The grim reality of war returned to Europe this week, something that most of us thought was consigned to history, as after several weeks of uncertainty, Russia invaded Ukraine. Several countries including the US, the European Union, the United Kingdom, and Japan have imposed sanctions on Russia in response. However, tellingly, so far, they have stopped short of including companies involved in the export of oil and gas to the European Union and neither has Russia been excluded from SWIFT, the cross-border exchange system. This is despite the European Parliament adopting a resolution on the 29th April 2021 to exclude Russia in the event of an invasion of Ukraine. There was also a deafening silence from China on the matter.
Markets have been volatile in response, with government bonds not providing the haven status normally associated with them as the sharp move up in energy prices has exacerbated inflationary concerns. However, it has not been one-way traffic of selling pressure as markets are dispassionate to war and focus on the economic impact. A combination of sanctions that are deemed ineffective, at least in the short term, combined with the possibility that this event may temper central banks’ interest rate hiking plans, has led to a strong market rally at the end of the week.

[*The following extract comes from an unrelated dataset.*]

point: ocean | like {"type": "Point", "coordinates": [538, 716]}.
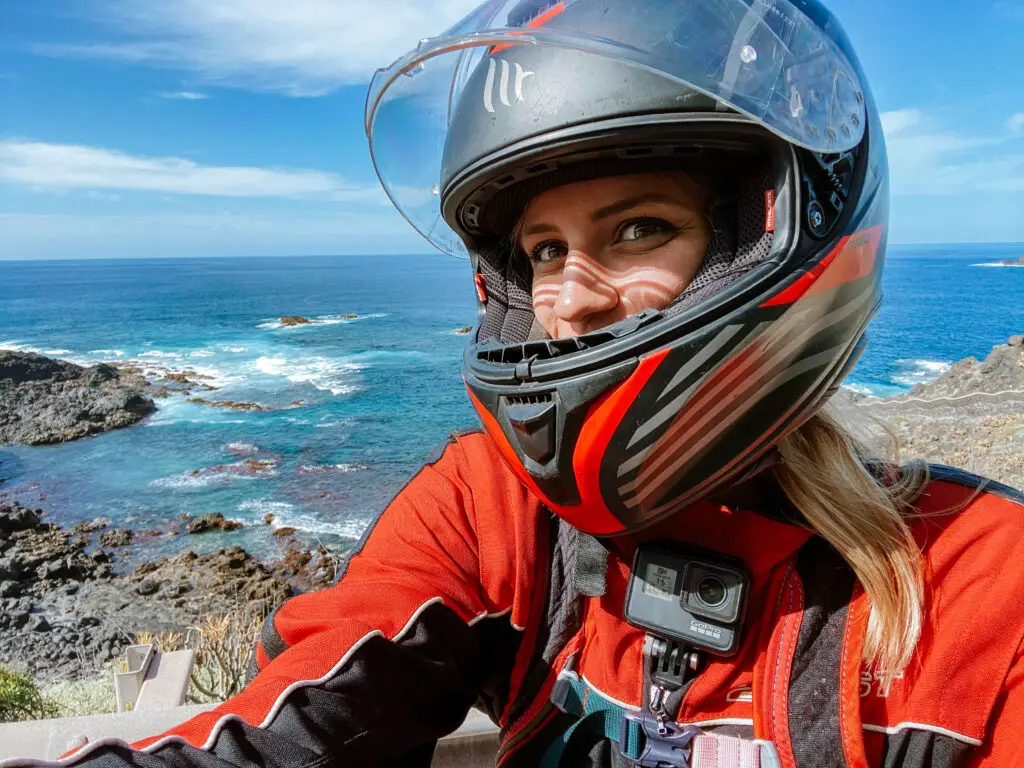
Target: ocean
{"type": "Point", "coordinates": [355, 406]}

As of 12pm on Friday, London time, US equities over the week have fallen 1.4%, whilst technology stocks dropped 0.6%. European stocks lost 2.3% and UK stocks fell 1.6%. The Japanese and Australian markets dropped 2.5% and 3.1% respectively, whilst the emerging markets dropped 6.2% with a wide dispersion of returns amongst country returns. Asia Pacific markets fell 5.2%, whilst Latin American stocks were down 2.0%, reflecting concerns over Chinese intentions towards Taiwan.
Haven US Treasuries, having initially rallied on the news of invasion, have subsequently sold off as markets have increasingly focused on the inflationary impact of the conflict with respect to energy prices. The 10-year yield on US Treasuries, which moves inversely to price, is now trading at 2.00% having started the week at 1.93%. It was a similar story for German bunds and UK gilts, both yielding higher levels at the end of the week, at 0.23% and 1.47% respectively.

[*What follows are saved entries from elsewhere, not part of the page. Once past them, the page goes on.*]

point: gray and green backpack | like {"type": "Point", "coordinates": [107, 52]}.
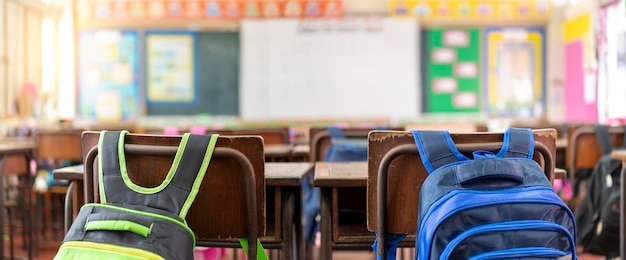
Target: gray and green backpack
{"type": "Point", "coordinates": [134, 222]}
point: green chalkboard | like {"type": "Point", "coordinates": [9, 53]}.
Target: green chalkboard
{"type": "Point", "coordinates": [453, 70]}
{"type": "Point", "coordinates": [217, 78]}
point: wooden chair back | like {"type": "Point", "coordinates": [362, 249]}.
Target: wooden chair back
{"type": "Point", "coordinates": [395, 154]}
{"type": "Point", "coordinates": [231, 200]}
{"type": "Point", "coordinates": [584, 148]}
{"type": "Point", "coordinates": [278, 135]}
{"type": "Point", "coordinates": [320, 140]}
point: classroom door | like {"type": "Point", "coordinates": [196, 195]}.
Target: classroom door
{"type": "Point", "coordinates": [515, 73]}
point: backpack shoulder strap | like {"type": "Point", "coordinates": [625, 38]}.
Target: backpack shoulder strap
{"type": "Point", "coordinates": [517, 143]}
{"type": "Point", "coordinates": [624, 140]}
{"type": "Point", "coordinates": [604, 139]}
{"type": "Point", "coordinates": [436, 148]}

Gold briefly provided a hedge intraweek, as the precious metal rallied by 4%, but it is now trading back down at levels close to where it began the week at $1,898 an ounce.
However, industrial commodities have been squeezed higher and have hung onto much of those gains whilst so much uncertainty continues to exist. Brent crude oil peaked at $105.6 on Thursday, and is now trading at $99.2 a barrel, an increase of 6.0% over the week, whilst US WTI (West Texas Intermediate) has given up more of its gains, having touched just over $100 a barrel on Thursday, it is now trading at $93.4, an increase of 2.5% for the week. Iron ore is up 2.7%, whilst copper bucked the trend and is trading down 0.7% at $9,918.

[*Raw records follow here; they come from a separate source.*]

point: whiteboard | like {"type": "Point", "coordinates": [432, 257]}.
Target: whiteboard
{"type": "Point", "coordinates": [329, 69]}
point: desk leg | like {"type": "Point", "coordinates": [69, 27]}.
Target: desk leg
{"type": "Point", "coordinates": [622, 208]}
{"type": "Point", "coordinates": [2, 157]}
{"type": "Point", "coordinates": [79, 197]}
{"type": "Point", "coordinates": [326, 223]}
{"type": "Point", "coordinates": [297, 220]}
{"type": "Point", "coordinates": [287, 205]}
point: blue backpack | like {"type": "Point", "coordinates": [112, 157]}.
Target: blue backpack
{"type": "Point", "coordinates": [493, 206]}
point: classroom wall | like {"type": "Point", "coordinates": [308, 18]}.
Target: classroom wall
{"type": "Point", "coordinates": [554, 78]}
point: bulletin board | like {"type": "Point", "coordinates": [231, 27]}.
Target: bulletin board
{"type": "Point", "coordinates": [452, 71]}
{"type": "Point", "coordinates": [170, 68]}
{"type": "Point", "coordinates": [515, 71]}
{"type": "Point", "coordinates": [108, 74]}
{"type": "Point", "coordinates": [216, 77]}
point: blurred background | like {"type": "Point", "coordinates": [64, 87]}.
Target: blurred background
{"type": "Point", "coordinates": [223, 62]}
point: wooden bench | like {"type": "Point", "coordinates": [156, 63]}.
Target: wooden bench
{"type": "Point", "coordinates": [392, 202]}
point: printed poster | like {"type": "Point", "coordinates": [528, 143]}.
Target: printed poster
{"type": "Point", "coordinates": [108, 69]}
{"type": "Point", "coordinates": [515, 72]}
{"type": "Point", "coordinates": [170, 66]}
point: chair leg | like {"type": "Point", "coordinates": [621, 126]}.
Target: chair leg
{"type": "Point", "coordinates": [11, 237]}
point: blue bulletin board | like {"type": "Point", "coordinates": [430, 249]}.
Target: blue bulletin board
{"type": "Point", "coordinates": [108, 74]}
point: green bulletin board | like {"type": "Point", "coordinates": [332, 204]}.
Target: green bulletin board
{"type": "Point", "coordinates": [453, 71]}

US and UK intelligence had been forecasting an invasion for several weeks now, even if this was not universally anticipated by politicians. In addition, NATO has for some time made it clear that any conflict in Ukraine was not its war. As horrendous as this conflict is on a sovereign country by Russia, provided the conflict does not spill outside of Ukraine, markets are unlikely to care about the conflict itself too much. Although that is not to say that the volatility we have seen this week has passed. However, what markets will focus on are the likely knock-on impacts from this war.
So far, the sanctions imposed on Russia are unlikely to trouble Putin too much. He has after all been planning this for many years. Russia has one of the lowest debt to GDP ratios in the world, standing at about 20%, therefore their reliance on foreign investors to fund themselves is somewhat limited. And in all likelihood, they can turn to China for help if needs be.
For Russia, what is much more significant is the price of oil and gas and their ability to export it. Given that this conflict has dramatically pushed prices up, and the European Union is dependent on Russia for about 40% of its gas imports and 30% of oil, this conflict is only filling up Putin’s coffers quicker.
What is critical at this juncture is how the West continues to respond to Russia, and in turn, how Russia responds back. If the West is unwilling to tighten sanctions further, in large part because in the immediate term the blowback from any further sanctions will hurt the European Union more than Russia, then financial markets’ concern over the conflict is likely to ebb.
However, if Russia chooses to restrict oil and gas supply in retaliation for any sanctions imposed thus far or in the future, this could lead to further energy price rises and the prospect of stagflation which would be very negative for markets.
How has Europe allowed itself to become so dependent on Russia for something as important as energy. And ultimately, longer-term, if Europe does not stand up to Putin, what does this mean for the Baltic states?
Historically, as long as conflicts have remained contained, market losses have swiftly recovered. And in all likelihood, central banks will temper their interest rate ambitions in the face of this conflict. But this is a fast-moving situation, and we are evaluating the situation as time goes on.